Flow charts indicating the decision making process in epilepsy presurgical evaluation.

A. Decision tree for source localization in Kyoto University Hospital (Shibasaki et al., 2007; courtesy of Dr. Shibasaki; reprinted with permission from Shibasaki et al., 2007). The branch after MEG analysis was in parallel with the main stream of evaluation (i.e., if the findings of EEG/ESI and MEG/MSI in focus localization are convergent, then perform surgery with ECoG; otherwise, perform invasive monitoring).

B. Decision tree for invasive monitoring across 7 epilepsy centers (Haut et al., 2002; courtesy of Dr.
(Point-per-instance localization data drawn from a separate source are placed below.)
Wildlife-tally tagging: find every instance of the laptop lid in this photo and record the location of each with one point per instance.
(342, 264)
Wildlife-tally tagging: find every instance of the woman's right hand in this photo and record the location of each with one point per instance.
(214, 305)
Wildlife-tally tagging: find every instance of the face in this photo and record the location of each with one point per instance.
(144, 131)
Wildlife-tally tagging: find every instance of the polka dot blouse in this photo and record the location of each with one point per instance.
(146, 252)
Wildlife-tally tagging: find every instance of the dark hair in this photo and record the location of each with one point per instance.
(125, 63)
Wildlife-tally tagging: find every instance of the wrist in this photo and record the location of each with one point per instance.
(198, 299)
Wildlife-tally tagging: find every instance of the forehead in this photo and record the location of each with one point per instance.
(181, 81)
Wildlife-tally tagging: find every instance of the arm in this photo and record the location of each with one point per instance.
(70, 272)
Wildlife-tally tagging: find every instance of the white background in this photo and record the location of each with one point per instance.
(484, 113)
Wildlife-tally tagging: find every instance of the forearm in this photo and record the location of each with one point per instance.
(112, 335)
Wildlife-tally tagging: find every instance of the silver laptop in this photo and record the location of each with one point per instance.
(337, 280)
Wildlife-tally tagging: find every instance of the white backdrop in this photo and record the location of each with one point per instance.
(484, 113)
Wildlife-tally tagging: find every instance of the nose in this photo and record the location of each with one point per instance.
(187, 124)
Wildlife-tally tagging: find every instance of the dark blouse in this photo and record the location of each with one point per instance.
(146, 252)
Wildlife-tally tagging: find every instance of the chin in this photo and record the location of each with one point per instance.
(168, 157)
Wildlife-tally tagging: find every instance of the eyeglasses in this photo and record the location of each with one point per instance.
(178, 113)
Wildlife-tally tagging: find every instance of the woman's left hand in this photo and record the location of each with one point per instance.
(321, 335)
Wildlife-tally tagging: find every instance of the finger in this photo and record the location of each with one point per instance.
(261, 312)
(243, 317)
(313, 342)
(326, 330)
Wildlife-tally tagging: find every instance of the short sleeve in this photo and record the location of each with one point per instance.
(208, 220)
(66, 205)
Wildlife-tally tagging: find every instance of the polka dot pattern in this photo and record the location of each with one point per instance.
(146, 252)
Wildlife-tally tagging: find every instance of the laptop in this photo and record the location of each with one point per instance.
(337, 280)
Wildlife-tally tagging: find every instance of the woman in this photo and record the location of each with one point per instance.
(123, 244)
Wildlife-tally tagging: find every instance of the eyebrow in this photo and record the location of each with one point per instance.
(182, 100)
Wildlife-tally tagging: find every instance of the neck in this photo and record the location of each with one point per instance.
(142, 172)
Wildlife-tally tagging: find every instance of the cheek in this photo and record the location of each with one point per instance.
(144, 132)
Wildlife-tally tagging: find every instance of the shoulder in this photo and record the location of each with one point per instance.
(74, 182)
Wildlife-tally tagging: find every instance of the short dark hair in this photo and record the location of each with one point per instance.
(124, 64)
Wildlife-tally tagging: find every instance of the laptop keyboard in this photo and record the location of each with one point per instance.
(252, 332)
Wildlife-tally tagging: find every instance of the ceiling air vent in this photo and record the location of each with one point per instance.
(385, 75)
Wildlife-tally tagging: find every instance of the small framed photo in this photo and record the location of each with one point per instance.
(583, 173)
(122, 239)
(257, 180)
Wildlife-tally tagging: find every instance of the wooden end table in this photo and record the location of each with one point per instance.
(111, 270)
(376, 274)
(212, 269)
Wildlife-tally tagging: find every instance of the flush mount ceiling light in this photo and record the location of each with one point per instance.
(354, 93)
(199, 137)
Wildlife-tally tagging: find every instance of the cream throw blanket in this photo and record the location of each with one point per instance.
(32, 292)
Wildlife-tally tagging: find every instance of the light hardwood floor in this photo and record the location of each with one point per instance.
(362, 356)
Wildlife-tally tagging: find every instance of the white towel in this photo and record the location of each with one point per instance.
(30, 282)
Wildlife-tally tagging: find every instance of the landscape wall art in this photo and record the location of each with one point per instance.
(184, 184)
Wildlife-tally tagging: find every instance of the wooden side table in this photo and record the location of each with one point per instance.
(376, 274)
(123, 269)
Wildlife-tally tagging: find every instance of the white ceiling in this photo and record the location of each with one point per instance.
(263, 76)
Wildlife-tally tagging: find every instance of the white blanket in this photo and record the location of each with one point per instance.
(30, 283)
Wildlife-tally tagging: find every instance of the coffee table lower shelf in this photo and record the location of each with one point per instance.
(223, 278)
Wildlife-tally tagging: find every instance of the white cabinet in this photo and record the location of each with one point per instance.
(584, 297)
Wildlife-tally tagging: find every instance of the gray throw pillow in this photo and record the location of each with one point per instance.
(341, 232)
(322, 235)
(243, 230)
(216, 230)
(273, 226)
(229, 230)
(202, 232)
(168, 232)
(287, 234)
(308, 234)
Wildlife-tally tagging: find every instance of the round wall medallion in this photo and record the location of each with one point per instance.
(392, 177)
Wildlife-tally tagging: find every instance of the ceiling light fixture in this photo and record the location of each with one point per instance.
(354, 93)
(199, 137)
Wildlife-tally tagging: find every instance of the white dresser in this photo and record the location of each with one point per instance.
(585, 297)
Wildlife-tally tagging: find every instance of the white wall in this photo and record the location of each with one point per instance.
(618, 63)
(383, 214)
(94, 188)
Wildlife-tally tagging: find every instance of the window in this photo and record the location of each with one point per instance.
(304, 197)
Haut; reprinted with permission from Haut et al., 2002).

Major and minor criteria supporting medial temporal lobe onset:

1. Major criteria:

(1) Interictal EEG: At least 70% of interictal discharges with a single anterior temporal field, in a sample of ≥ 50 discharges.

(2) Ictal EEG: Seizure with rhythmic theta or alpha discharge confined to one temporal lobe at least one third of seizures, with no conflicting data.
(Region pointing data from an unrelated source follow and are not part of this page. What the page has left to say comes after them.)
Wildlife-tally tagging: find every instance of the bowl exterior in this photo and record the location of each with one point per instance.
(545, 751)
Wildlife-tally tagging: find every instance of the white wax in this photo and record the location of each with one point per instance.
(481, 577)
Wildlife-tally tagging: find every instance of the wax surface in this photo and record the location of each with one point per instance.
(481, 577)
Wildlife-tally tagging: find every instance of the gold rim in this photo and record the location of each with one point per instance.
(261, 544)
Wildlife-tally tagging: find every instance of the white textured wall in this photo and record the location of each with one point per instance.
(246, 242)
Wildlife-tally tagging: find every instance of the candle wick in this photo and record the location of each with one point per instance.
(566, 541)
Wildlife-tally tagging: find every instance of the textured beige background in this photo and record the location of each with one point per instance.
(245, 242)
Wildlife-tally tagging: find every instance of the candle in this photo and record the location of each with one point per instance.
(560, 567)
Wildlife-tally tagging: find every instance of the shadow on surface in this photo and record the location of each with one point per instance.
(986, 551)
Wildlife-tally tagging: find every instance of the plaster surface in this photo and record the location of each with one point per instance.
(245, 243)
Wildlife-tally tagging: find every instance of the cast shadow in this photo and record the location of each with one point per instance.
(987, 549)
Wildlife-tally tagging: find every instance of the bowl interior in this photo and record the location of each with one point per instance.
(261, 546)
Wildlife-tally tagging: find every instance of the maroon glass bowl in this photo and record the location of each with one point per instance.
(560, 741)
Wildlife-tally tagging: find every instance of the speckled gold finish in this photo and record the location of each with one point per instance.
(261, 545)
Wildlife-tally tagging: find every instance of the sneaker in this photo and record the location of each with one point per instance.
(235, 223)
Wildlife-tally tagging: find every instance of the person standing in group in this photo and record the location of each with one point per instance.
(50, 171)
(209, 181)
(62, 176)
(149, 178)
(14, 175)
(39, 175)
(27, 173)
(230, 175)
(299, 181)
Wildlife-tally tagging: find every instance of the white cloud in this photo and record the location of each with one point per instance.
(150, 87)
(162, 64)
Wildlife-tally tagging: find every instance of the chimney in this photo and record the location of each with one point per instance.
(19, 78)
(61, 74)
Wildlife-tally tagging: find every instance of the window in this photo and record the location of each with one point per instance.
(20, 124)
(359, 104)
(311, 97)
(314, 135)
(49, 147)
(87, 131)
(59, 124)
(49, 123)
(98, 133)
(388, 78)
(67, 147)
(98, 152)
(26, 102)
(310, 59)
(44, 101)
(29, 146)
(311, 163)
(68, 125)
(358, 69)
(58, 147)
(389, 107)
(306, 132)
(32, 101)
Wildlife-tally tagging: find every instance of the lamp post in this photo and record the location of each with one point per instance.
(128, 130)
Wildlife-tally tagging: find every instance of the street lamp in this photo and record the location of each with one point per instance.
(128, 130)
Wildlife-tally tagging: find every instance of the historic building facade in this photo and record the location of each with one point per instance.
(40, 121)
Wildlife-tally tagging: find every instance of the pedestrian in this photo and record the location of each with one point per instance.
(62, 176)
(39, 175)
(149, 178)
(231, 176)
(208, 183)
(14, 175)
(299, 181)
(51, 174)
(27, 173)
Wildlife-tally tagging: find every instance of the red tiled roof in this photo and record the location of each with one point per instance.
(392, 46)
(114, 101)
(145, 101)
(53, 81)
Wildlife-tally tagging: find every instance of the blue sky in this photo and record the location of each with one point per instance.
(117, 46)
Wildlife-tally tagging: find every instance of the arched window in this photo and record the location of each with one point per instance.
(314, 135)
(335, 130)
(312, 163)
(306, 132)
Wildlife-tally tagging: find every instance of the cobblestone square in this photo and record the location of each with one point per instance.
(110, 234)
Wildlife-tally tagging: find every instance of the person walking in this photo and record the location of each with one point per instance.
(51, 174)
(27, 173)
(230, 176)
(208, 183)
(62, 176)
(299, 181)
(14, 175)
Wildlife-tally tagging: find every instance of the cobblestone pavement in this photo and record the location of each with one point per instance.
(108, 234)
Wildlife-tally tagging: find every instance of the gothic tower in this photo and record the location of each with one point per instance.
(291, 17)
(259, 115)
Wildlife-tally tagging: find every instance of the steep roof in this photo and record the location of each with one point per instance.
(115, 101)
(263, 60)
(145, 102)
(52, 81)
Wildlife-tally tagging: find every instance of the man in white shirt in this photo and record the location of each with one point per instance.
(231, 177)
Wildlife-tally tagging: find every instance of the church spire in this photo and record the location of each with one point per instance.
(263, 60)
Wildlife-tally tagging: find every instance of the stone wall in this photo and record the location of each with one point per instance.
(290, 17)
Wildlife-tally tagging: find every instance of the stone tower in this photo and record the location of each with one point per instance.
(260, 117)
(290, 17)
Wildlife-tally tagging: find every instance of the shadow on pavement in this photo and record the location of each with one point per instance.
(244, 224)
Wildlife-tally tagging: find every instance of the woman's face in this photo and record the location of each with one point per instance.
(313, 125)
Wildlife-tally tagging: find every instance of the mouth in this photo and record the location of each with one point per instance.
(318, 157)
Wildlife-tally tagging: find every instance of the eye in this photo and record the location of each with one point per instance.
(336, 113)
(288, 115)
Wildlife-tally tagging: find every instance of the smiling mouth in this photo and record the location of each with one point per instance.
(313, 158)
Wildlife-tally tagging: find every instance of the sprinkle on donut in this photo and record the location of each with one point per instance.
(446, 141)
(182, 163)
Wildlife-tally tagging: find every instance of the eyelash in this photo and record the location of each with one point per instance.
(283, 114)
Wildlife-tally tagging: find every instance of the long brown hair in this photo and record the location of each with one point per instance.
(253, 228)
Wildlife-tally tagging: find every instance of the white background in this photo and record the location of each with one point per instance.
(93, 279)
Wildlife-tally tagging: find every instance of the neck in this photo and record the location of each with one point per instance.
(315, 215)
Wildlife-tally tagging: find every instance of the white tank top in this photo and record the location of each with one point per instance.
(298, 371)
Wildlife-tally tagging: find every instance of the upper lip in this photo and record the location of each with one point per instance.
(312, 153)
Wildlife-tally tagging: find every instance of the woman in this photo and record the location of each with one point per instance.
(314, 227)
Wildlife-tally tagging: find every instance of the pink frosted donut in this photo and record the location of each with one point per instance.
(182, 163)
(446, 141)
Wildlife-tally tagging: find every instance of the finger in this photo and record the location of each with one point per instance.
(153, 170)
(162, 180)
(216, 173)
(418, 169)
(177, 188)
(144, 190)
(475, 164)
(3) MRI: Mesial temporal sclerosis.

2. Minor criteria:

(1) Interictal focal temporal EEG slowing present ≥ 50% of the time during wakefulness.

(2) PET: medial temporal hypometabolism (required if major criteria are 1 and 2).

(3) SPECT: temporal hypoperfusion.

(4) Wada test lateralized (percentage of items recalled after each injection differed by > 20%).

(5)Neuropsychological testing: medial temporal deficits present.

C. Multicenter ERSET protocol flow chart (Engel et al., 2010; courtesy of Dr. Engel; reprinted with permission from Engel et al., 2010).